Date: 2004-02-16 11:53 am (UTC)
From: [identity profile] bzarcher.livejournal.com
Sure, flamers are important to keep in the picture, but he's the flamingest flamer I've ever met, really. Include them, but why make them constantly go over the top?

Anyhow. Good luck.

Date: 2004-02-16 11:57 am (UTC)
From: [identity profile] purplemanatee.livejournal.com
Oh man, if Jack is the worst you've ever seen then I need to take you out with me one night. o_0 Anyway, thanks!

Re:

Date: 2004-02-16 11:58 am (UTC)
From: [identity profile] bzarcher.livejournal.com
It /has/ been a few years since I last did Showtunes night at Union Station.
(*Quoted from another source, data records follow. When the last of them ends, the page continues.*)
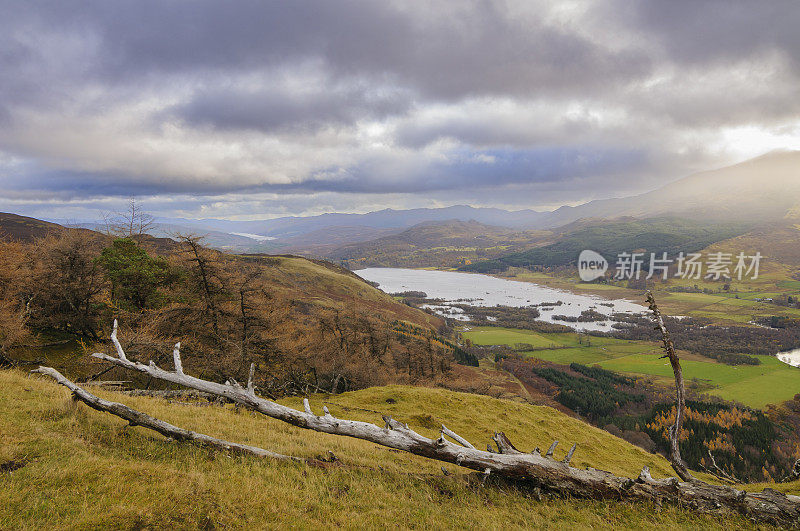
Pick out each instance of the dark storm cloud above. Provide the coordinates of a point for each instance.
(358, 97)
(270, 110)
(444, 50)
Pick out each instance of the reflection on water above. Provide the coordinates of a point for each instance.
(483, 290)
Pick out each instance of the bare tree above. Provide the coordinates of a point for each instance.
(680, 391)
(131, 223)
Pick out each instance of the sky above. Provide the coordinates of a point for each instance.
(259, 109)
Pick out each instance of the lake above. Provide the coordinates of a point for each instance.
(483, 290)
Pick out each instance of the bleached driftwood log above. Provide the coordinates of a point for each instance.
(137, 418)
(545, 473)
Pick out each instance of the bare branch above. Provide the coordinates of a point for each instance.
(675, 430)
(547, 474)
(137, 418)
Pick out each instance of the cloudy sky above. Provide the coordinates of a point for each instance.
(256, 109)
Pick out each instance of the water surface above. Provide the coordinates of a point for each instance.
(483, 290)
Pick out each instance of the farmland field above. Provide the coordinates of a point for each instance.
(756, 386)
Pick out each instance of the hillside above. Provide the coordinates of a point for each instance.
(23, 228)
(437, 244)
(610, 238)
(778, 243)
(306, 323)
(762, 189)
(77, 468)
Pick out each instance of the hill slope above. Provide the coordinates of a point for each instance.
(82, 469)
(437, 244)
(610, 238)
(762, 189)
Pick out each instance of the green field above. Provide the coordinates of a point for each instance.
(737, 306)
(86, 470)
(756, 386)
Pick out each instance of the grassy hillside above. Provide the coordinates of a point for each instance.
(82, 469)
(326, 284)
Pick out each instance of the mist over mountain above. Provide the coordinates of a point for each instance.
(763, 189)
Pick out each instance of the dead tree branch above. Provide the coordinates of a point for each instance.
(137, 418)
(545, 473)
(675, 430)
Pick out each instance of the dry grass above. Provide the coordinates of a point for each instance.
(87, 470)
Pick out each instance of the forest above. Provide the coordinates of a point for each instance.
(748, 444)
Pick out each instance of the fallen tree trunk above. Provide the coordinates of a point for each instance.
(137, 418)
(544, 472)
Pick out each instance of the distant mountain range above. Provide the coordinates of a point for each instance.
(764, 189)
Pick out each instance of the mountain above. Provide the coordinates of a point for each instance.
(763, 189)
(287, 227)
(610, 238)
(436, 244)
(132, 473)
(22, 228)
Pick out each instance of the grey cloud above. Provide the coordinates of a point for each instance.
(269, 109)
(354, 98)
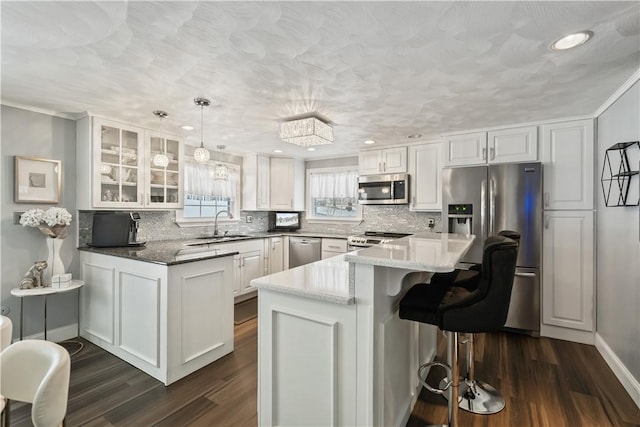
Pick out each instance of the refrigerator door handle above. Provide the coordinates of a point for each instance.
(483, 208)
(525, 275)
(492, 206)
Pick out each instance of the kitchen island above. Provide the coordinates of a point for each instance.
(332, 349)
(166, 308)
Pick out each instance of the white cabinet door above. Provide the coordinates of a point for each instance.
(333, 247)
(388, 160)
(118, 166)
(251, 268)
(567, 274)
(513, 145)
(276, 255)
(425, 169)
(255, 182)
(394, 160)
(262, 186)
(163, 184)
(286, 184)
(467, 149)
(568, 156)
(370, 162)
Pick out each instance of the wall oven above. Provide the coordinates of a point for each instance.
(383, 189)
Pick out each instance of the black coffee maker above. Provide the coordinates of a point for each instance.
(114, 229)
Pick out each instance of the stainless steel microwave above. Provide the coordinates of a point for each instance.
(383, 189)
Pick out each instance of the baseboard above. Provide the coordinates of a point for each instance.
(630, 384)
(56, 335)
(566, 334)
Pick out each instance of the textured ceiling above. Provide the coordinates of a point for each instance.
(377, 70)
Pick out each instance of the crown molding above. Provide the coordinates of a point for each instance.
(618, 93)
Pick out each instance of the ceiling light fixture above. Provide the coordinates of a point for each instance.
(201, 154)
(306, 131)
(572, 40)
(221, 172)
(160, 159)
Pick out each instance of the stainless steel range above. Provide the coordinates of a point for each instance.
(371, 238)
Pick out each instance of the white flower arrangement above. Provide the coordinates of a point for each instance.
(52, 222)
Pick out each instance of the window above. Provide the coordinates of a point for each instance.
(332, 194)
(204, 196)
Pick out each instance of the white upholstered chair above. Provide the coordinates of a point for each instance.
(36, 372)
(6, 331)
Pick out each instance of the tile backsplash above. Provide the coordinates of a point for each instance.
(160, 225)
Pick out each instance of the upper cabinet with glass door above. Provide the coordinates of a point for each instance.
(118, 173)
(163, 188)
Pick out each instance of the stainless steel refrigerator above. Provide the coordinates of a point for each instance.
(483, 200)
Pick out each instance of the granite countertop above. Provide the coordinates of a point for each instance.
(170, 252)
(435, 252)
(166, 252)
(326, 280)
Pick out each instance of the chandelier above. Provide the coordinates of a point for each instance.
(201, 154)
(306, 132)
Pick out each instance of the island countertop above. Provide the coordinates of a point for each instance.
(433, 252)
(165, 252)
(326, 280)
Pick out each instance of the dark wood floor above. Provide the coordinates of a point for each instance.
(545, 382)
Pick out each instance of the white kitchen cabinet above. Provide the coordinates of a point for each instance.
(568, 158)
(513, 145)
(333, 247)
(387, 160)
(498, 146)
(255, 182)
(286, 180)
(465, 150)
(276, 254)
(167, 321)
(248, 263)
(115, 171)
(568, 270)
(425, 169)
(163, 186)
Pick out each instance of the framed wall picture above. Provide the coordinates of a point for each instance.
(37, 180)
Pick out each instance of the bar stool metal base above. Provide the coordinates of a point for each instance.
(478, 397)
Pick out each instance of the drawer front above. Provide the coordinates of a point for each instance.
(334, 245)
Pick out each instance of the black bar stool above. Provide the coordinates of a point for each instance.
(455, 309)
(475, 396)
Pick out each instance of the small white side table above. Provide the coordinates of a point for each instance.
(22, 293)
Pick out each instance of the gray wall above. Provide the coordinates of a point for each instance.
(26, 133)
(618, 248)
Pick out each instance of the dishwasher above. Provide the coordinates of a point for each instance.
(303, 250)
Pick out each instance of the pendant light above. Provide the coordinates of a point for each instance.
(160, 159)
(221, 171)
(201, 154)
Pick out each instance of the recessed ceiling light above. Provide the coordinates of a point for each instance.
(572, 40)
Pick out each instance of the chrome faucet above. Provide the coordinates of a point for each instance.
(215, 223)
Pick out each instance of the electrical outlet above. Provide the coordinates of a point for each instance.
(16, 217)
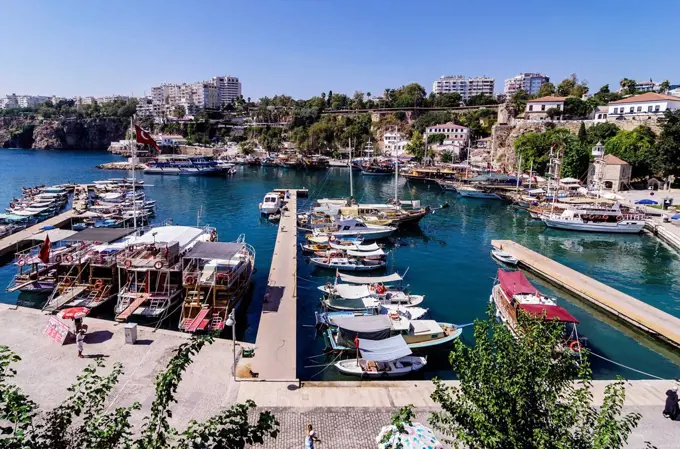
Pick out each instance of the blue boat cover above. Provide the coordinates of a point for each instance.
(385, 350)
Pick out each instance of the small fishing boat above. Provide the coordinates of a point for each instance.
(504, 257)
(390, 357)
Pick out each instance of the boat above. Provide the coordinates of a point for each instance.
(504, 257)
(476, 192)
(354, 227)
(386, 358)
(215, 275)
(596, 219)
(150, 270)
(271, 203)
(348, 264)
(420, 335)
(513, 293)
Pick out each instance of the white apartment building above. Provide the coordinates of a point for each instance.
(537, 109)
(647, 105)
(466, 87)
(528, 82)
(228, 87)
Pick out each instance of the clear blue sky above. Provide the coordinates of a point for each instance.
(304, 47)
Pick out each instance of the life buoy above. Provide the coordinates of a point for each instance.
(575, 346)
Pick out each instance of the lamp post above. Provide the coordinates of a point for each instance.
(231, 321)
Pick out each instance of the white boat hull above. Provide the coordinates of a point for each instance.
(621, 227)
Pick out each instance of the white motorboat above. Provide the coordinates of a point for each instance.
(476, 192)
(354, 227)
(348, 264)
(596, 219)
(271, 203)
(504, 257)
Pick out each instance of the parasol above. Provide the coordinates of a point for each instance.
(417, 436)
(73, 313)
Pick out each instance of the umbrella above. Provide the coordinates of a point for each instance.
(73, 313)
(417, 437)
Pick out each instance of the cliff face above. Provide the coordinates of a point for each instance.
(61, 134)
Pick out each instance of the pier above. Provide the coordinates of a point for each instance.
(633, 311)
(15, 242)
(276, 342)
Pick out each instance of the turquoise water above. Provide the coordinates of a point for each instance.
(447, 257)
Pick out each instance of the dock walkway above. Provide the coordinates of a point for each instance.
(13, 243)
(276, 342)
(641, 315)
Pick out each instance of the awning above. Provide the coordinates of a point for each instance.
(214, 250)
(55, 235)
(385, 350)
(104, 235)
(515, 283)
(394, 277)
(549, 312)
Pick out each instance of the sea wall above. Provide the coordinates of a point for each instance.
(94, 133)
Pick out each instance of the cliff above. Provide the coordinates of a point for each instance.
(87, 134)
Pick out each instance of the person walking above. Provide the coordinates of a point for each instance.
(80, 342)
(672, 410)
(311, 438)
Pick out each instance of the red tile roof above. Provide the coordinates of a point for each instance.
(549, 98)
(646, 97)
(610, 159)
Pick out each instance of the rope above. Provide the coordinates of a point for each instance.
(628, 367)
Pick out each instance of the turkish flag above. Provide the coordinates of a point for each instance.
(44, 254)
(144, 137)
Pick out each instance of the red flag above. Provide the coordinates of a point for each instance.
(44, 254)
(144, 137)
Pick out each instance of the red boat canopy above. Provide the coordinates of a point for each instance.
(515, 283)
(549, 312)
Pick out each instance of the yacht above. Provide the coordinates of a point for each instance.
(596, 219)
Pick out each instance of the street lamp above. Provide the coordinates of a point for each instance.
(231, 321)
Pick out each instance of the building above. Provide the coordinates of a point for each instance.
(466, 87)
(637, 107)
(228, 87)
(528, 82)
(537, 109)
(394, 143)
(608, 172)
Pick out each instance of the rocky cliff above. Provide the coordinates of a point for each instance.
(86, 134)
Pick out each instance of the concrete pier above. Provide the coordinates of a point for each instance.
(15, 242)
(276, 342)
(633, 311)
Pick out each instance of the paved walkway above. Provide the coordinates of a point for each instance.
(275, 344)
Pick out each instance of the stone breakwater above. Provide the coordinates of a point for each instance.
(94, 134)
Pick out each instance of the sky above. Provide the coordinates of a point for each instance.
(304, 47)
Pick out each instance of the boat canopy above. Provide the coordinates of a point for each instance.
(385, 350)
(214, 250)
(394, 277)
(515, 283)
(374, 327)
(377, 252)
(549, 312)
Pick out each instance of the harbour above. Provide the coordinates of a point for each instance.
(456, 288)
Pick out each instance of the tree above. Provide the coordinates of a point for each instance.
(521, 393)
(546, 89)
(416, 147)
(84, 421)
(628, 86)
(637, 147)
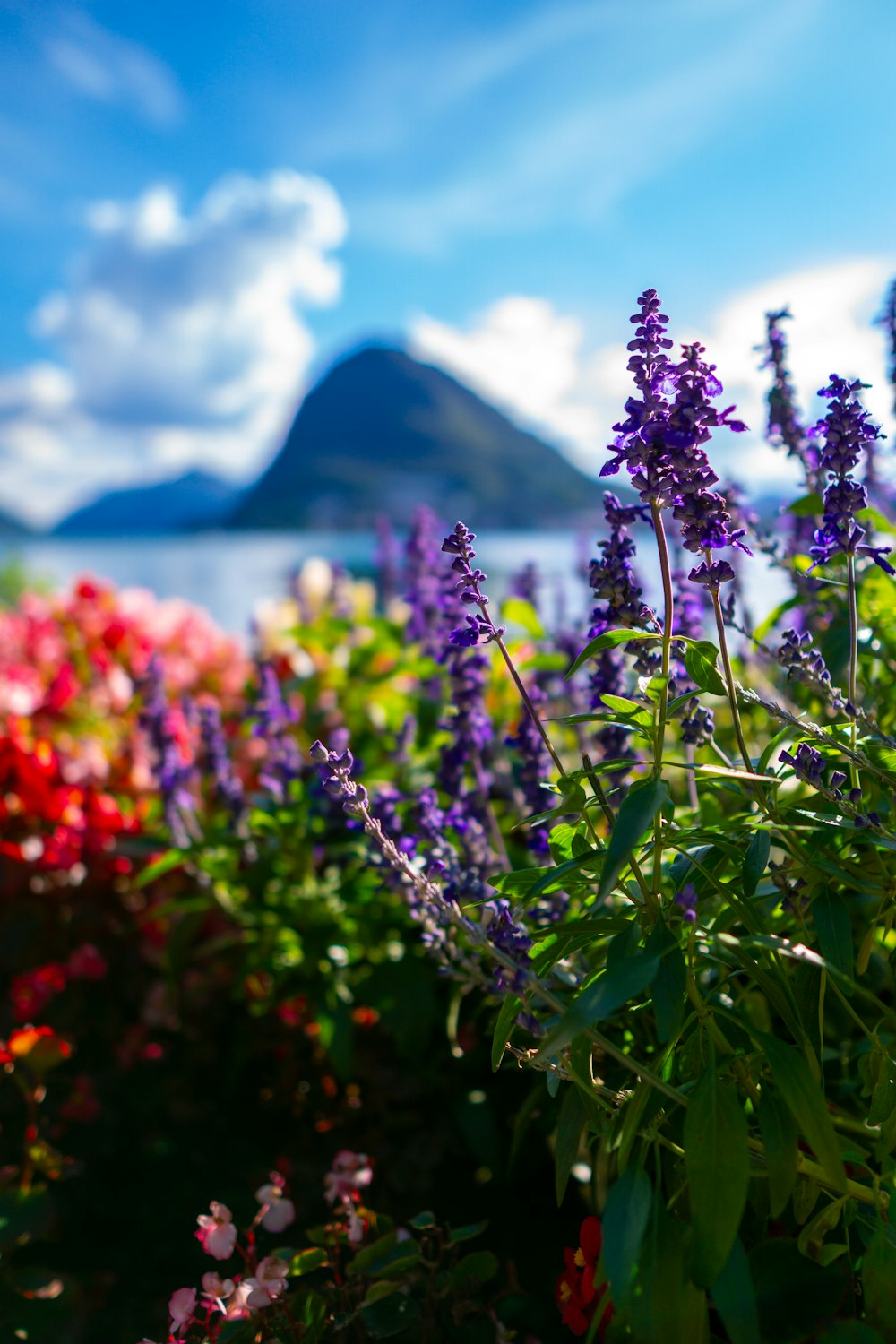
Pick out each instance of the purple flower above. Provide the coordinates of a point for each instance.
(809, 765)
(478, 628)
(888, 322)
(686, 900)
(806, 664)
(433, 607)
(847, 432)
(226, 782)
(785, 425)
(172, 773)
(273, 723)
Date: 2004-02-16 03:25 pm (UTC)
From: [identity profile] joriel.livejournal.com
Mmm...I have to disagree with you on this one. In my head, and mine only, I don't pretend to get what the rest of the country is thinking, it's about discrimination and equality. We're all supposed to be equal, have all the same rights, responsibilities, and perks, and we don't. I want them to have the same rights and options that het couples have, simply becuase they also live in the same country, pay the same taxes, and everything else. I don't care about the insurance and benefits. And finding a priest doesn't always work, Ashe and I never saw a religious figure of any kind, just the mayor and some clerks to sign some papers. : ) And yeah, there is something about that piece of paper that really means something to me, no matter what anyone else says about it not being important.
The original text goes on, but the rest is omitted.